Эссиорх схватился за голову. За Брунгильдой, утешая ее, заспешила Гелата. Наконец ей удалось успокоить ее и вернуть, хотя на Эссиорха Брунгильда больше не смотрела — дулась.

— А еще светлый! В душу плюнул! Столько тайной злобы! — шептала она.

— Я пас! — заявил Эссиорх. — Дальше сами придумывайте тексты для обидок.

— Пусть глиняшки скажут, что она какая-нибудь дурочка! — подсказал Вован.

— Ты какая-нибудь дурочка! Бе-бе-бе! — пискляво крикнул глиняшка и высунул язык, который тотчас отвалился, потому что глина была сыроватой.

— Сам такой! На себя посмотри! — хмуро сказала Брунгильда. Копье она подобрала, но держала его как-то вяло, без азарта, точно грабли или лопату.

Вихрова спрыгнула с плеч своего глиняшки.

— Надо не так! Тут другой подход! — заявила она и вдруг сунула руку в карман. — У меня жучок! Я его сейчас убью! Он убьет! Оторвет лапки! — завизжала она дурным голосом и, подскочив к Чимоданову, притворилась, что что-то бросила ему за шиворот.

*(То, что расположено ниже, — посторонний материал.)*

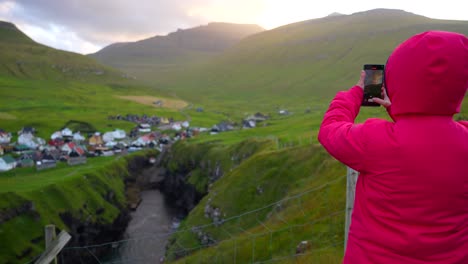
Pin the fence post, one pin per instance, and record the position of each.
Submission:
(54, 248)
(351, 179)
(50, 235)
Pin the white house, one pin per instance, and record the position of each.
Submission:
(56, 134)
(66, 132)
(119, 134)
(29, 140)
(78, 137)
(4, 137)
(7, 163)
(108, 137)
(144, 128)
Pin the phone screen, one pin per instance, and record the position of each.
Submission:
(373, 83)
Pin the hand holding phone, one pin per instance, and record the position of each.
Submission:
(373, 84)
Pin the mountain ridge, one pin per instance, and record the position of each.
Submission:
(159, 54)
(22, 57)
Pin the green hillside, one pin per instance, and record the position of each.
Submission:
(21, 57)
(300, 63)
(160, 55)
(46, 88)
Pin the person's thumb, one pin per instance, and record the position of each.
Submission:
(384, 103)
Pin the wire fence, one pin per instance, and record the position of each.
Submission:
(305, 226)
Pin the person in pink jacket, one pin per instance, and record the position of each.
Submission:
(411, 203)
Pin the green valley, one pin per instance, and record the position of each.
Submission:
(269, 193)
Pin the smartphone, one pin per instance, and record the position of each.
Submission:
(373, 83)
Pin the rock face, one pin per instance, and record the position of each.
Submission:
(88, 232)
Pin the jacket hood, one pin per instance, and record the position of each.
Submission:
(428, 74)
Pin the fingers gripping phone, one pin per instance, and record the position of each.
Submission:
(373, 83)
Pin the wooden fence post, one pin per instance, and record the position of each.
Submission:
(50, 235)
(54, 248)
(351, 179)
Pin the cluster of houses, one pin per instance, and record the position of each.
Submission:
(143, 119)
(74, 148)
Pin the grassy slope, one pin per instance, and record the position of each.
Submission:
(48, 105)
(160, 55)
(45, 88)
(23, 58)
(271, 232)
(80, 191)
(301, 63)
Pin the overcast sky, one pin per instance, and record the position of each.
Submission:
(85, 26)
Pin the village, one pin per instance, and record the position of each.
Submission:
(75, 147)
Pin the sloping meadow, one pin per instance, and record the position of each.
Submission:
(278, 204)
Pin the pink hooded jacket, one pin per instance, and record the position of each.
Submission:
(411, 203)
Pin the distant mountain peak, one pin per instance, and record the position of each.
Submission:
(384, 12)
(7, 25)
(335, 14)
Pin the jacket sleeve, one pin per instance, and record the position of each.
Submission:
(343, 139)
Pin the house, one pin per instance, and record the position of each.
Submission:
(108, 137)
(56, 135)
(56, 142)
(27, 130)
(176, 126)
(66, 132)
(73, 147)
(30, 140)
(5, 137)
(21, 147)
(45, 164)
(164, 121)
(144, 128)
(26, 161)
(7, 163)
(145, 140)
(249, 123)
(119, 134)
(75, 158)
(222, 127)
(77, 137)
(96, 140)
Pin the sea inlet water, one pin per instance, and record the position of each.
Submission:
(147, 233)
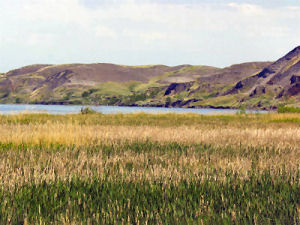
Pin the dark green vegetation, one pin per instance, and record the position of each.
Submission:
(286, 109)
(250, 85)
(260, 199)
(91, 168)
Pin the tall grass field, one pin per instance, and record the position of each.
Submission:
(150, 169)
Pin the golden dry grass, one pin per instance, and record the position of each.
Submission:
(233, 145)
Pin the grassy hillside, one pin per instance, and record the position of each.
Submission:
(250, 85)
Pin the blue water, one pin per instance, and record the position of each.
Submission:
(67, 109)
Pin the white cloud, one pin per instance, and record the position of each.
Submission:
(216, 34)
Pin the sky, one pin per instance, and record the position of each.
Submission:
(142, 32)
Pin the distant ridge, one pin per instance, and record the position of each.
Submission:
(251, 85)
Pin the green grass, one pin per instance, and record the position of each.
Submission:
(139, 181)
(261, 199)
(288, 109)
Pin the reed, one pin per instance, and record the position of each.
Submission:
(140, 168)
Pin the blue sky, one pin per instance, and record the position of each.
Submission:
(136, 32)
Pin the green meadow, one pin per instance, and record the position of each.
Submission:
(92, 168)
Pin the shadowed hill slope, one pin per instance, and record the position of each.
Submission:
(250, 85)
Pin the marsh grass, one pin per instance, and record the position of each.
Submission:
(155, 169)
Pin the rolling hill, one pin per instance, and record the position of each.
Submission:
(250, 85)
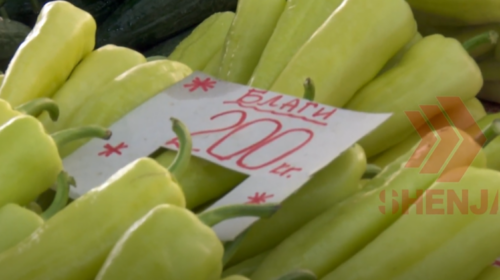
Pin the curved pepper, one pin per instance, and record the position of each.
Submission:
(417, 80)
(453, 238)
(109, 103)
(340, 60)
(296, 25)
(459, 12)
(204, 42)
(490, 273)
(329, 186)
(338, 233)
(62, 36)
(473, 106)
(103, 214)
(247, 37)
(95, 70)
(17, 223)
(172, 235)
(27, 149)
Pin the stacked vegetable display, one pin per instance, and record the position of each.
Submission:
(65, 84)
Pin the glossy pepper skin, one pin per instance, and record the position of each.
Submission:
(108, 210)
(62, 36)
(204, 42)
(18, 223)
(459, 12)
(439, 243)
(248, 35)
(335, 51)
(473, 106)
(295, 27)
(27, 149)
(417, 80)
(329, 186)
(95, 70)
(340, 232)
(124, 93)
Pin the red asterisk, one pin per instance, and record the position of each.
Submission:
(205, 85)
(259, 198)
(113, 150)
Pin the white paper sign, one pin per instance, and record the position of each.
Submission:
(278, 140)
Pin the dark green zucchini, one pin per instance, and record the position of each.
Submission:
(141, 24)
(12, 35)
(22, 10)
(166, 47)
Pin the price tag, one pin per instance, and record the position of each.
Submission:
(278, 140)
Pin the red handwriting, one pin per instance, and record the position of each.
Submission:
(276, 136)
(282, 106)
(113, 150)
(285, 169)
(205, 85)
(259, 198)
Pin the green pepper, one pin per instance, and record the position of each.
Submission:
(459, 12)
(17, 223)
(332, 184)
(27, 149)
(417, 80)
(338, 233)
(95, 70)
(61, 37)
(295, 27)
(247, 37)
(204, 42)
(489, 273)
(340, 60)
(246, 267)
(473, 106)
(453, 238)
(175, 237)
(125, 92)
(103, 214)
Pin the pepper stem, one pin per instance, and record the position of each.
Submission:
(300, 274)
(371, 171)
(64, 181)
(489, 133)
(181, 161)
(309, 90)
(220, 214)
(69, 135)
(37, 106)
(490, 37)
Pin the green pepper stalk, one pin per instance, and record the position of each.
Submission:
(299, 275)
(37, 106)
(64, 181)
(490, 37)
(309, 90)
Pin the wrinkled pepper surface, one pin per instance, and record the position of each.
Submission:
(336, 57)
(296, 25)
(27, 149)
(18, 223)
(168, 236)
(417, 80)
(454, 238)
(340, 232)
(112, 101)
(461, 117)
(204, 42)
(61, 37)
(329, 186)
(248, 35)
(95, 70)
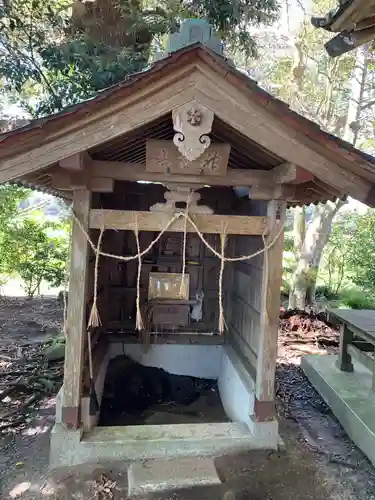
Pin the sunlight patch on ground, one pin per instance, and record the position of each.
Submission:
(37, 429)
(19, 489)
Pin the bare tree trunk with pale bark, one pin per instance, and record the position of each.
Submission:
(302, 292)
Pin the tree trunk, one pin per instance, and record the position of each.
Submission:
(302, 292)
(357, 84)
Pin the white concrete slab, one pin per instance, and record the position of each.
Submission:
(163, 474)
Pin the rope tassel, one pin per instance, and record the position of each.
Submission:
(94, 319)
(223, 241)
(138, 317)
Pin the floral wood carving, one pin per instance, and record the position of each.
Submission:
(192, 122)
(164, 157)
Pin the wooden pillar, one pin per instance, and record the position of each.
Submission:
(264, 407)
(76, 312)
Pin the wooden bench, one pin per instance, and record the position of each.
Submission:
(357, 338)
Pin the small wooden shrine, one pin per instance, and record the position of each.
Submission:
(178, 178)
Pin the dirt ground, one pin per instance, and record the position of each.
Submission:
(317, 462)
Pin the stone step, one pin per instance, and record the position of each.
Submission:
(160, 441)
(171, 474)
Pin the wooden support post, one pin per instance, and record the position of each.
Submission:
(269, 321)
(76, 313)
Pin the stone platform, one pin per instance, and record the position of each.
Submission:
(349, 396)
(132, 443)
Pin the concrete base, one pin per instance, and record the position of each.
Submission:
(349, 395)
(132, 443)
(161, 475)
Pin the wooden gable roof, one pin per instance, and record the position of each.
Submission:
(114, 126)
(353, 20)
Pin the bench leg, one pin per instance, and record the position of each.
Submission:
(344, 363)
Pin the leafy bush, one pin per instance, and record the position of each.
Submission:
(361, 251)
(356, 299)
(36, 254)
(325, 292)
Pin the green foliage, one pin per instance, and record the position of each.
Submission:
(361, 251)
(10, 198)
(356, 299)
(56, 52)
(36, 253)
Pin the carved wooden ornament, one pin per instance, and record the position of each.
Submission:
(192, 122)
(163, 157)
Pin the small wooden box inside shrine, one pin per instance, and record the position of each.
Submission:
(168, 295)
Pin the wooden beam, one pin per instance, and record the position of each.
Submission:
(284, 173)
(156, 221)
(349, 40)
(76, 312)
(302, 176)
(119, 117)
(269, 320)
(75, 162)
(70, 181)
(235, 177)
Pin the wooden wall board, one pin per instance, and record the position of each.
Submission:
(152, 221)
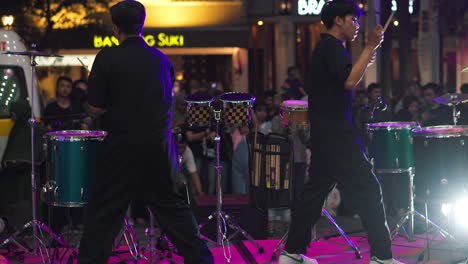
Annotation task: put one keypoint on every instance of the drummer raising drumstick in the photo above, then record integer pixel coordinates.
(337, 155)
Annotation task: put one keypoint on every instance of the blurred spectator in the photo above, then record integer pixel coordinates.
(435, 114)
(260, 119)
(64, 113)
(413, 89)
(80, 95)
(240, 176)
(179, 110)
(410, 111)
(373, 112)
(269, 102)
(292, 86)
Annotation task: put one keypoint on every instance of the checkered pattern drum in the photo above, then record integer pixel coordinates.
(199, 112)
(237, 108)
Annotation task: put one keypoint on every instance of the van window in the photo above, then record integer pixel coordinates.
(12, 87)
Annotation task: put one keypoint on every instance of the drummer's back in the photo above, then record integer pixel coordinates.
(139, 88)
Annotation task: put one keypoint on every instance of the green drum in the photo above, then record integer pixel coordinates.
(391, 146)
(72, 156)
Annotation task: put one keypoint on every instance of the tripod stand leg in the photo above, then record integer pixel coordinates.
(343, 234)
(274, 256)
(244, 233)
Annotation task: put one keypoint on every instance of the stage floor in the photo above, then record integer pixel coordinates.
(332, 250)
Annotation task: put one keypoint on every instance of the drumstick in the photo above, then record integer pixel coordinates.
(388, 21)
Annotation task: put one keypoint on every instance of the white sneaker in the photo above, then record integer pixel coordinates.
(286, 258)
(375, 260)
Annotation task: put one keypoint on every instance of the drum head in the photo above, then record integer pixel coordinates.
(295, 105)
(440, 131)
(392, 125)
(234, 97)
(76, 135)
(199, 98)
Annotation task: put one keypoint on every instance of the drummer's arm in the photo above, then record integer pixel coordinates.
(97, 110)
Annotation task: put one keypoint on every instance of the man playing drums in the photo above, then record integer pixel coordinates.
(336, 155)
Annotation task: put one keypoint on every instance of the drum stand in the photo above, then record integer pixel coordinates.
(223, 220)
(129, 235)
(409, 216)
(36, 225)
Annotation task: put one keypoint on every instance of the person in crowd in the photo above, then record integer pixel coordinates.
(292, 87)
(64, 113)
(463, 107)
(410, 111)
(260, 119)
(240, 175)
(375, 111)
(179, 110)
(414, 90)
(270, 104)
(336, 155)
(131, 86)
(80, 94)
(435, 114)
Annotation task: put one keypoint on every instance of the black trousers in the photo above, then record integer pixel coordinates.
(142, 164)
(337, 157)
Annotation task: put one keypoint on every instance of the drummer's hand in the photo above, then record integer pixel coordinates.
(375, 37)
(372, 59)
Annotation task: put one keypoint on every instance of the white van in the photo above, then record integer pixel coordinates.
(15, 82)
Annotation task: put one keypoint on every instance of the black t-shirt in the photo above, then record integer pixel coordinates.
(133, 82)
(60, 118)
(330, 67)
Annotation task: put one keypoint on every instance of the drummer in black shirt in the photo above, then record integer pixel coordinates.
(131, 84)
(336, 155)
(64, 113)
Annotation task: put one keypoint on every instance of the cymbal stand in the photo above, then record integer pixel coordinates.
(34, 223)
(223, 220)
(129, 235)
(409, 216)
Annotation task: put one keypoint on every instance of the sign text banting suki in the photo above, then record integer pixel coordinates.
(162, 40)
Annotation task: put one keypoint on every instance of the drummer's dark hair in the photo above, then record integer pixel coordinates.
(63, 78)
(340, 8)
(434, 86)
(129, 16)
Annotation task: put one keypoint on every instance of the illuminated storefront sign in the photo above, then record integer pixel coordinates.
(159, 40)
(310, 7)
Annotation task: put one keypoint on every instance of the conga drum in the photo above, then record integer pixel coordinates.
(441, 161)
(391, 146)
(72, 156)
(199, 112)
(237, 108)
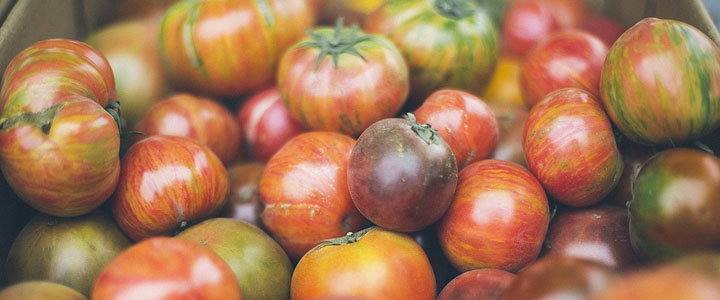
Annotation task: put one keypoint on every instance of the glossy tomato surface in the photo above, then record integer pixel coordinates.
(167, 268)
(343, 80)
(562, 60)
(401, 175)
(464, 121)
(305, 192)
(659, 83)
(166, 182)
(676, 205)
(498, 218)
(371, 264)
(570, 146)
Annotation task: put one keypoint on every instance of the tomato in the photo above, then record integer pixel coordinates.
(198, 118)
(560, 277)
(598, 233)
(243, 197)
(675, 208)
(401, 174)
(447, 43)
(570, 146)
(67, 251)
(343, 80)
(229, 47)
(37, 290)
(562, 60)
(266, 124)
(487, 284)
(305, 192)
(659, 83)
(464, 121)
(167, 268)
(509, 232)
(371, 264)
(166, 182)
(260, 265)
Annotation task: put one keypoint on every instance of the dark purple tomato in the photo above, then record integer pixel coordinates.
(402, 175)
(676, 205)
(486, 284)
(597, 233)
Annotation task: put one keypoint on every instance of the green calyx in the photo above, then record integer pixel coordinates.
(341, 41)
(425, 131)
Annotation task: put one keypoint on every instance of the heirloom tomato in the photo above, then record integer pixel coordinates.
(464, 121)
(372, 264)
(562, 60)
(401, 174)
(229, 47)
(660, 83)
(164, 268)
(197, 118)
(70, 251)
(675, 208)
(166, 182)
(570, 146)
(266, 124)
(498, 218)
(447, 43)
(343, 79)
(305, 192)
(260, 265)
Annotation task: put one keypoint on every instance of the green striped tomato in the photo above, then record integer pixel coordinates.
(661, 83)
(230, 47)
(447, 44)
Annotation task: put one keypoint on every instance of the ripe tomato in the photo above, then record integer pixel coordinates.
(562, 60)
(447, 43)
(305, 192)
(464, 121)
(343, 80)
(498, 218)
(570, 146)
(370, 264)
(659, 83)
(230, 47)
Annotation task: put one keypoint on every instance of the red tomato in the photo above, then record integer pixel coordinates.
(165, 268)
(166, 182)
(464, 121)
(266, 124)
(570, 146)
(498, 218)
(370, 264)
(305, 192)
(564, 59)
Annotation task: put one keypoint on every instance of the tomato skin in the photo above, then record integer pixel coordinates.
(464, 121)
(676, 205)
(305, 192)
(350, 270)
(509, 233)
(570, 146)
(562, 60)
(241, 54)
(266, 124)
(167, 268)
(441, 51)
(659, 83)
(347, 98)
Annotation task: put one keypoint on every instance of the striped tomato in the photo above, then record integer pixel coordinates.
(229, 47)
(364, 80)
(660, 83)
(570, 146)
(447, 43)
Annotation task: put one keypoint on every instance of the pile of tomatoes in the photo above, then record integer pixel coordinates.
(342, 149)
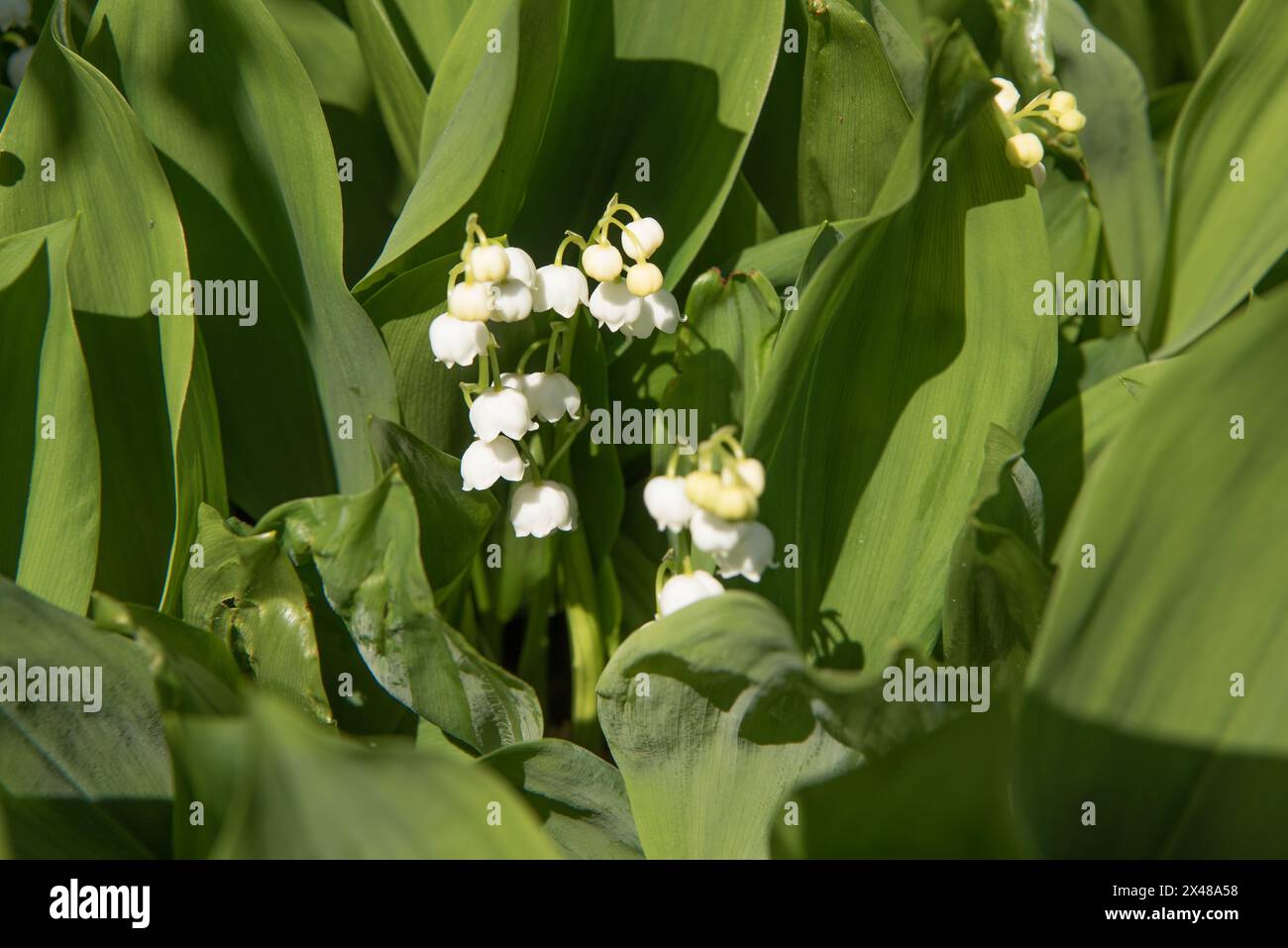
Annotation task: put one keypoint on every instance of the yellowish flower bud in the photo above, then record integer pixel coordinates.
(1024, 150)
(643, 278)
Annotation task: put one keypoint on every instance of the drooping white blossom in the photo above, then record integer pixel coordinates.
(485, 462)
(668, 502)
(455, 342)
(562, 288)
(537, 510)
(686, 588)
(500, 411)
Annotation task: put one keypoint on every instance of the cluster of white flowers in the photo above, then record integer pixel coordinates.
(494, 282)
(1024, 149)
(16, 13)
(712, 507)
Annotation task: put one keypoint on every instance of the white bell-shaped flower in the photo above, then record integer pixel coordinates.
(658, 311)
(640, 239)
(456, 342)
(601, 262)
(484, 462)
(750, 556)
(614, 307)
(686, 588)
(500, 411)
(488, 263)
(1008, 95)
(552, 395)
(14, 13)
(471, 301)
(713, 533)
(537, 510)
(668, 502)
(17, 64)
(522, 266)
(562, 288)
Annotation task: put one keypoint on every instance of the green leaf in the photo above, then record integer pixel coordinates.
(1224, 235)
(943, 796)
(997, 582)
(151, 399)
(1116, 141)
(277, 788)
(192, 669)
(673, 81)
(366, 549)
(273, 218)
(50, 475)
(853, 116)
(713, 715)
(1065, 443)
(452, 522)
(82, 777)
(483, 120)
(580, 798)
(921, 316)
(249, 595)
(1155, 686)
(398, 90)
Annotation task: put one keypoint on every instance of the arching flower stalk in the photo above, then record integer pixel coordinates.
(709, 509)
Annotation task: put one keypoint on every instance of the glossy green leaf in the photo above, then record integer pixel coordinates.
(278, 788)
(398, 89)
(579, 797)
(366, 549)
(77, 782)
(50, 474)
(153, 404)
(452, 522)
(687, 81)
(295, 380)
(1116, 141)
(1224, 233)
(853, 116)
(1155, 687)
(921, 320)
(944, 796)
(483, 120)
(248, 594)
(713, 715)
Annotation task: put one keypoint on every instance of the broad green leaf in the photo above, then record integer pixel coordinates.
(452, 522)
(997, 579)
(1225, 233)
(366, 549)
(50, 474)
(1065, 443)
(853, 116)
(94, 780)
(398, 89)
(275, 786)
(1116, 141)
(483, 120)
(329, 51)
(193, 670)
(675, 82)
(713, 715)
(297, 377)
(720, 353)
(71, 141)
(921, 320)
(579, 797)
(1155, 690)
(433, 25)
(941, 796)
(248, 594)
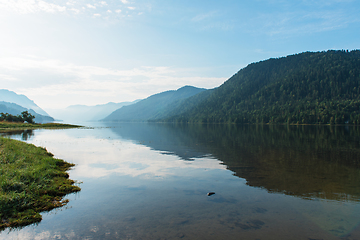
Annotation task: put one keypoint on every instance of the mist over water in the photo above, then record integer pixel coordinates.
(150, 181)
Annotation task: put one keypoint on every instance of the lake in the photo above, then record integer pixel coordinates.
(150, 181)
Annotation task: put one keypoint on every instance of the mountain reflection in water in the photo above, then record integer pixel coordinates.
(304, 161)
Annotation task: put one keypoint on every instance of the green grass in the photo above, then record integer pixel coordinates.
(31, 181)
(13, 125)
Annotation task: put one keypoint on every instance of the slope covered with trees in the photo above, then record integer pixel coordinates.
(305, 88)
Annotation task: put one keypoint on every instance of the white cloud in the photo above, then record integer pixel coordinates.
(30, 6)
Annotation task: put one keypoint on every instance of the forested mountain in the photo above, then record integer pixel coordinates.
(305, 88)
(80, 113)
(15, 109)
(22, 100)
(153, 107)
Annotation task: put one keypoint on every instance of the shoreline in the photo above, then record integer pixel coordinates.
(31, 181)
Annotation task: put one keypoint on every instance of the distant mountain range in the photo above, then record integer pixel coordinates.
(14, 104)
(154, 107)
(305, 88)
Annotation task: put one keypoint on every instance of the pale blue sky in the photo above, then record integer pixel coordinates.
(64, 52)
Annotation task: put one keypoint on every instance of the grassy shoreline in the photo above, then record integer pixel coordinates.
(31, 180)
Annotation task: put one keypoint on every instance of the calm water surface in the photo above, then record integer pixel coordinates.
(150, 181)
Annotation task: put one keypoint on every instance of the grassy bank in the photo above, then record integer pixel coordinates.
(31, 181)
(13, 125)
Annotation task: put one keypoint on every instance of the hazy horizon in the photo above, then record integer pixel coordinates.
(77, 52)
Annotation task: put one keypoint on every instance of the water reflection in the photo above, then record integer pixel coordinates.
(23, 134)
(304, 161)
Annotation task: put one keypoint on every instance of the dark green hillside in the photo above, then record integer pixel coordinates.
(306, 88)
(154, 106)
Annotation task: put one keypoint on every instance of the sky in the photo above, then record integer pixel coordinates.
(67, 52)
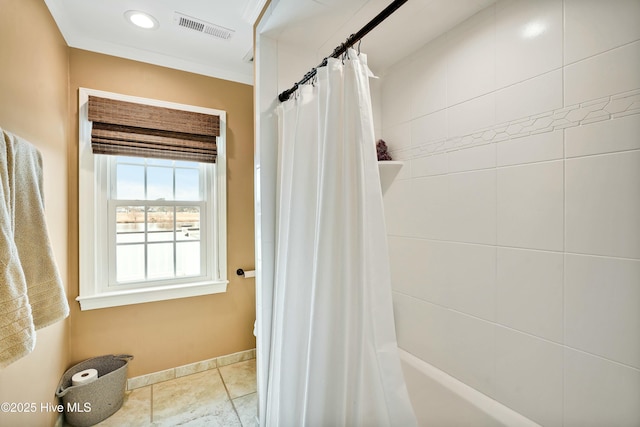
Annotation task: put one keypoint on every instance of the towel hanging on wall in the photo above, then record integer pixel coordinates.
(31, 291)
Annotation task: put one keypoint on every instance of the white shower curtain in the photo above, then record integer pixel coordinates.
(333, 359)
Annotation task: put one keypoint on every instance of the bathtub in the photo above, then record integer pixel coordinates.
(439, 400)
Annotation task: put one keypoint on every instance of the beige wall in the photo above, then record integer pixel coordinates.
(166, 334)
(39, 82)
(34, 105)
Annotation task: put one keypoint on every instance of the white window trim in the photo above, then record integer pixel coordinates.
(93, 243)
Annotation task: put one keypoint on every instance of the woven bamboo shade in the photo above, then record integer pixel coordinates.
(130, 129)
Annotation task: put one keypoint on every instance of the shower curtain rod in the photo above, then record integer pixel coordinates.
(351, 40)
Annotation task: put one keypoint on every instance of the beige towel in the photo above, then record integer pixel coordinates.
(27, 253)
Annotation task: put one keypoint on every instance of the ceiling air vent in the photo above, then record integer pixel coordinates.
(201, 26)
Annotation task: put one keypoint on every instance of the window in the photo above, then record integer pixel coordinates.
(151, 228)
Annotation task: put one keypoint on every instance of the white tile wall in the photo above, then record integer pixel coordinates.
(611, 72)
(595, 26)
(523, 359)
(530, 206)
(603, 204)
(593, 286)
(514, 232)
(598, 392)
(528, 39)
(529, 292)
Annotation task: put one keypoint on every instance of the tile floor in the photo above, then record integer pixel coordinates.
(221, 396)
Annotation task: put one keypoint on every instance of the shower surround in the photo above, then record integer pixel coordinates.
(513, 226)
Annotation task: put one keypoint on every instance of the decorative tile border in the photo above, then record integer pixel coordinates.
(192, 368)
(610, 107)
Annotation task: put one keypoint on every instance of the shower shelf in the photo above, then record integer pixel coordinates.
(389, 169)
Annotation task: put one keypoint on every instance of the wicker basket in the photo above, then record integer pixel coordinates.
(88, 404)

— Почему я? — хрюкнул Петруччо.

— Потому что ты зверь!

Брунгильда побледнела. Ее пальцы сжались на древке копья.

— Не трогай жучка! Я тебе говорю: не трогай! — сказала она тихо и, постепенно набирая скорость, двинулась вперед. Петруччо стало несколько не по себе.

— Да нет у меня никакого жучка! — заявил он.

— Правильно, нет! Потому что ты его РАЗДАВИЛ! — громко объяснила Вихрова.

Брунгильда зарычала и перешла на бег. Чимоданов торопливо укрылся за спинами глиняшек и начал отдавать приказы. Глиняшки, стоявшие в строю первыми, сомкнули щиты и выставили вперед черенки от лопат и дубины. Казалось, никакая сила не способна прорваться сквозь них. Но они не ведали, на что способна валькирия каменного копья. Не добежав до строя глиняшек полутора метров, Брунгильда подпрыгнула, оттолкнулась копьем как шестом и, перелетев щиты, врезалась ногами в самую гущу глиняшек. Один глиняшка упал. Его соседу Брунгильда буквально смела голову. В образовавшуюся брешь полетели копья валькирий.

— Как ты узнала, что это сработает? — прошептал Вихровой Евгеша.

— Да посмотри на нее! Такие мощные тети вечно жалеют кошечек, — ответила Ната. — Что, кроме сострадания, способно сделать берсерка из такой тюти?

Чимоданов сунулся было к Брунгильде. Дразнясь, легко ушел от одной атаки, от другой, но тут же в тесной давке получил от валькирии каменного копья ошеломляющий удар древком, и его буквально отнесло за строй глиняшек.

— Как копытом лягнула! — охнул он, утешая себя. — И ведь техника-то у нее бедная: один укол, один рубящий удар и один удар тракториста. Их бы с Зигей поставить друг другу ребра считать!